D. INTENTIONAL INFLICTION OF EMOTIONAL DISTRESS
Intentional infliction of emotional distress is established by satisfying four elements: (1) the wrongdoer’s conduct must be intentional or reckless; (2) the conduct must be outrageous and intolerable in that it offends the generally accepted standards of decency and morality; (3)there must be a causal connection between the wrongdoer’s conduct and the emotional distress; and (4) the emotional distress must be severe. Stringer v. Wal-Mart Stores, Inc., 151 S.W.3d 781, 788 (Ky.2004). Plaintiffs’ instituting this lawsuit fails to rise to the level of outrageous and intolerable conduct. Thus, plaintiffs are entitled to summary judgment on this counterclaim.
IV. DR. LOFTUS AND THE LOFTUS MEDICAL GROUP’S MOTION TO FILE AN ADDITIONAL AMENDED COMPLAINT
Dr. Loftus and the Loftus Medical Group seek to file an additional amended complaint alleging additional postings they deem defamatory. The additional postings complained of are subject to the same protected opinion analysis as described above. Therefore, the motion will be denied.
Therefore, having heard the parties, and the Court being sufficiently advised,
IT IS ORDERED THAT:
(1)Defendant’s motion for summary judgment on all claims made by the Plaintiffs (Doc. 80) is GRANTED.

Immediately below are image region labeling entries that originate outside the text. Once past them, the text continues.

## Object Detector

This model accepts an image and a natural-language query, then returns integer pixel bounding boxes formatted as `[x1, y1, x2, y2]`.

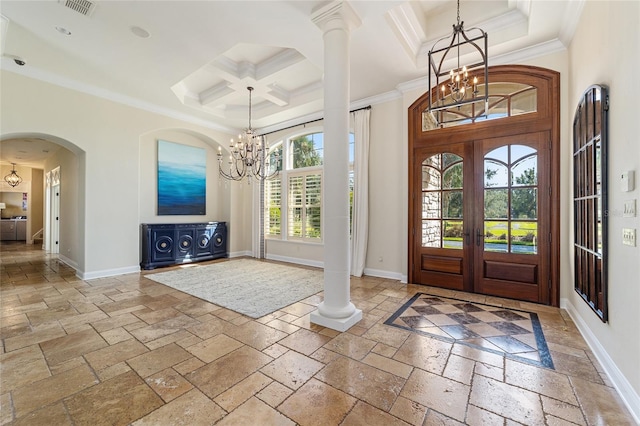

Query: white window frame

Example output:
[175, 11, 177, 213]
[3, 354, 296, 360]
[264, 126, 355, 244]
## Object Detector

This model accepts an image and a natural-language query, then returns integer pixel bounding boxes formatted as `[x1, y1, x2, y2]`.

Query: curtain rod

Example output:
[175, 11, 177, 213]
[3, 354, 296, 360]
[260, 105, 371, 136]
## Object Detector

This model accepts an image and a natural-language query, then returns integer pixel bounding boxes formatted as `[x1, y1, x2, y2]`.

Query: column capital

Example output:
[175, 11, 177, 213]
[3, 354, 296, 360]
[311, 0, 362, 31]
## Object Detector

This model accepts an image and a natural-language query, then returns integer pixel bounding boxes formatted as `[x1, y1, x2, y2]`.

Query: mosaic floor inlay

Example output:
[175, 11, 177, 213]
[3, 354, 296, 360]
[385, 293, 553, 368]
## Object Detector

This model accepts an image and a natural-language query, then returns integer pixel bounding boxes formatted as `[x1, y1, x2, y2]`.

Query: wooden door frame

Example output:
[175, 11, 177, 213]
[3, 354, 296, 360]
[407, 65, 560, 306]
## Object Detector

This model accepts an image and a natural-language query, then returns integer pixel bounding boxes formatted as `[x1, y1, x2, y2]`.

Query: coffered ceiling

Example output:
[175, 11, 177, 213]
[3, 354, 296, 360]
[0, 0, 584, 166]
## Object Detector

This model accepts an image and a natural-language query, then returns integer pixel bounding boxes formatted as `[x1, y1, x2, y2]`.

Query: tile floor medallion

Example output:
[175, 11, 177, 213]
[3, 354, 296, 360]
[385, 293, 554, 369]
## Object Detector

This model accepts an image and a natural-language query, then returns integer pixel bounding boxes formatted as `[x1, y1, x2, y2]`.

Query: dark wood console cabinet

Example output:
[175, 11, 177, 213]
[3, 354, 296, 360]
[140, 222, 229, 269]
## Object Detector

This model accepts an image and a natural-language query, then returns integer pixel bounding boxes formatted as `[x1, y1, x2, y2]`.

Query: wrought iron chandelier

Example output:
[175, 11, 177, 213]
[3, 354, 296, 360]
[4, 163, 22, 188]
[218, 87, 280, 183]
[427, 0, 489, 124]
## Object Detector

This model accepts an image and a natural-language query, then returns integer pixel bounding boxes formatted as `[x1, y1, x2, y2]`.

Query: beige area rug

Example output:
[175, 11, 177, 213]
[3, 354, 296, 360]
[145, 259, 323, 318]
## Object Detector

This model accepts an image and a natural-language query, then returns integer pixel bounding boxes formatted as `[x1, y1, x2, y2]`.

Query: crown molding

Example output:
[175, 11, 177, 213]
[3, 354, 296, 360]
[0, 58, 237, 134]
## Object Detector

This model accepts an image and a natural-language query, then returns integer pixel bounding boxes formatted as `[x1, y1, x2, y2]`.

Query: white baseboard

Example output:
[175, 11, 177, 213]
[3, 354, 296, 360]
[58, 253, 82, 272]
[229, 250, 253, 258]
[76, 265, 140, 280]
[364, 268, 407, 283]
[560, 298, 640, 425]
[266, 254, 324, 268]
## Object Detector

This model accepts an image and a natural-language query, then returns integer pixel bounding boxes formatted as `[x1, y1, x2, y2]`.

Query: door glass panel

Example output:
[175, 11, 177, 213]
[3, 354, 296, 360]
[422, 165, 440, 191]
[442, 220, 464, 249]
[442, 191, 462, 219]
[422, 82, 538, 131]
[484, 189, 509, 219]
[442, 163, 462, 189]
[511, 188, 538, 220]
[422, 153, 464, 249]
[484, 146, 509, 164]
[422, 191, 441, 219]
[511, 155, 538, 186]
[511, 221, 538, 254]
[484, 220, 509, 253]
[422, 220, 442, 247]
[484, 145, 538, 254]
[511, 145, 536, 163]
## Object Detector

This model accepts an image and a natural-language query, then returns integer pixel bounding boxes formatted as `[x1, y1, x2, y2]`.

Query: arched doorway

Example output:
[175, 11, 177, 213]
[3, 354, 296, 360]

(2) Plaintiffs’ motion for summary judgment on all of Defendant’s counterclaims (Doc. 79) is also GRANTED.
(3) Plaintiffs’ motion for leave to file a second amended complaint (Doc. 89) is DENIED.
(4) A judgment will enter concurrently therewith.
(5) The parties shall bear their own costs.
. "after which, therefore because of which”. For example, the ancient mariner shot the albatross and later the wind died and the ship was becalmed; therefore, the crew inferred the wind died because he shot the albatross. The same conclusion applies to Ms. Nazari’s assertion that she had to take disability as a result of the surgeries.
. Ms. Nazari bases this claim on the alleged lack of probable cause in instituting this lawsuit.